When I called him at the hospital the other night he said, "Eryn? Eryn The Nerd?" I had forgotten that we'd never spoken on the phone. I meant to call him last time he was in the hospital.
I am not good at comforting people when their position is much more dire than breaking up with a boyfriend or girlfriend, or losing a good job, and I was worried that I would say something stupid and thoughtless. I think that when the topic turned toward illness I handled it pretty well. He admitted to me that some days it is hard to maintain a positive outlook. I try to live by the same "things could always be worse" idea, but were I in his situation I am not sure my outlook would remain so unfailing. I would be in a perpetual state of self-pity and self-destruction. I would probably turn away my friends and family, favoring solitude, convincing myself that if they weren't allowed to see me they would forget about me and stop caring about me and it wouldn't hurt as much if I died.
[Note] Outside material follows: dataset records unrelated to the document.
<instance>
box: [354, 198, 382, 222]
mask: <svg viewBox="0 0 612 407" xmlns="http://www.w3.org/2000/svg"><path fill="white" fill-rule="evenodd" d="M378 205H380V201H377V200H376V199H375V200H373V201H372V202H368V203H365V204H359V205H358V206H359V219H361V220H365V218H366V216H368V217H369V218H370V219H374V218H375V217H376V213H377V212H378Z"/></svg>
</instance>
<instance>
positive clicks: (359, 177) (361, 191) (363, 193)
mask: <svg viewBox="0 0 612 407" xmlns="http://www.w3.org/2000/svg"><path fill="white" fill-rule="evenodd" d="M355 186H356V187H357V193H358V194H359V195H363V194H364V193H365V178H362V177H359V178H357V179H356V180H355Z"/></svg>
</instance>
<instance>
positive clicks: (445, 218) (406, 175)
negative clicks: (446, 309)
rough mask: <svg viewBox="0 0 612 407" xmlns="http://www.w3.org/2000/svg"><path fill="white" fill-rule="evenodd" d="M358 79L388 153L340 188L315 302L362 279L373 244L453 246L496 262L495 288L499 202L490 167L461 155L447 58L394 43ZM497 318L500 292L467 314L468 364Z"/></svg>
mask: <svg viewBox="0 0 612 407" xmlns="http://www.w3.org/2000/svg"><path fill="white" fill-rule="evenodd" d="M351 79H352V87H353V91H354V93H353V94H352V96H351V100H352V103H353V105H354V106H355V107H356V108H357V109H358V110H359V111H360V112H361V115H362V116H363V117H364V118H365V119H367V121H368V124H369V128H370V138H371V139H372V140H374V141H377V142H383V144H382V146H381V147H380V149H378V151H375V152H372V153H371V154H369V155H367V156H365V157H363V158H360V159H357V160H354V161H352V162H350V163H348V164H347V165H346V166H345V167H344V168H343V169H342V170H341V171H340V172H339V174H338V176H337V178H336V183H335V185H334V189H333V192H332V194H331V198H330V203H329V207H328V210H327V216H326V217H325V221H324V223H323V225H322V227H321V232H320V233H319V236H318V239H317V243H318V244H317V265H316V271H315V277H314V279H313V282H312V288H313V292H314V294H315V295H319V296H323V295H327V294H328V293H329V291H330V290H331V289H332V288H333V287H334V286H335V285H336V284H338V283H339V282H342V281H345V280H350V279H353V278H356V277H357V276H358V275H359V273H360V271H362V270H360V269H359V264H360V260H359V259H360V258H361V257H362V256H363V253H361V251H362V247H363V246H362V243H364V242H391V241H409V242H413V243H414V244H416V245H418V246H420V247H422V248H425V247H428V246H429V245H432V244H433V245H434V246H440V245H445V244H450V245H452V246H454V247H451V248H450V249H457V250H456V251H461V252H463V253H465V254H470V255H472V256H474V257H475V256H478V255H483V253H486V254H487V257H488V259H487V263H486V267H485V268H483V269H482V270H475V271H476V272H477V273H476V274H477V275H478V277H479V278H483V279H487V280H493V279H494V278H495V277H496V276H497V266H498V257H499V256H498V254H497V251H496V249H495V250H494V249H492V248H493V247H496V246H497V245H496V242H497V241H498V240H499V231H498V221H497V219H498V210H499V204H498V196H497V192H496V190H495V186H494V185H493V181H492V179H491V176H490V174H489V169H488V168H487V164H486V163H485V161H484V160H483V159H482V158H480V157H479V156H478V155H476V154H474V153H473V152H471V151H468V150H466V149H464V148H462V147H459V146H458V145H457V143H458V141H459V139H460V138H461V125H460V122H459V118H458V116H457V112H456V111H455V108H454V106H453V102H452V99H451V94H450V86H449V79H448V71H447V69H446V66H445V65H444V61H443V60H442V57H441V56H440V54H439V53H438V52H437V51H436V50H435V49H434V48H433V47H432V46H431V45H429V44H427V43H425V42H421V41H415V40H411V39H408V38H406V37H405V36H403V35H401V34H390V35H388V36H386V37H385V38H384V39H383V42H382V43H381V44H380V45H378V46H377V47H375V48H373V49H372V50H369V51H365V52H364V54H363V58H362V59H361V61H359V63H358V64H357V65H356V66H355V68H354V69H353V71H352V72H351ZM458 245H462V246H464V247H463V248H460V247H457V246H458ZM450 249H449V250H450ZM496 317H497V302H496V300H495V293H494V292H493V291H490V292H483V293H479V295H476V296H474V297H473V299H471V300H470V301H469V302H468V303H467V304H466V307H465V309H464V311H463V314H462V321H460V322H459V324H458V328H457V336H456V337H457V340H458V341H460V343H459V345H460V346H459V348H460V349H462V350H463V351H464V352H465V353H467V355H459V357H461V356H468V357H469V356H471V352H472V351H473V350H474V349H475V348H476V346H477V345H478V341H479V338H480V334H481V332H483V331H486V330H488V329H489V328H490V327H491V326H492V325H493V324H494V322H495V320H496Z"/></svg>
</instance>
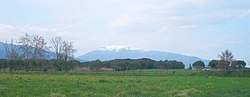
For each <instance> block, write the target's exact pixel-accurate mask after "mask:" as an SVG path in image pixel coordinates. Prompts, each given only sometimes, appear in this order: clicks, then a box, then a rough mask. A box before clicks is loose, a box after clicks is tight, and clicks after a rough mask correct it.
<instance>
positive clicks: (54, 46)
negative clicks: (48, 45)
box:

It feels wrong to talk about death, to even think about it. Scott is strong. He has an amazing network of friends and family, and a beautiful, caring, blushing bride. I cannot think of what the world would lose if we lost someone as great as Scott. When I was in middle school a friend of my mom's died of leukemia, but at that time I had no concept of death or loss. This is the first time I have been so personally touched by cancer, and it makes me want to cry every time I think about it. If I never feel like this again it will be too soon. My heart goes out to you, Scott, and to Julie. I hope with all of my might that all will be well soon.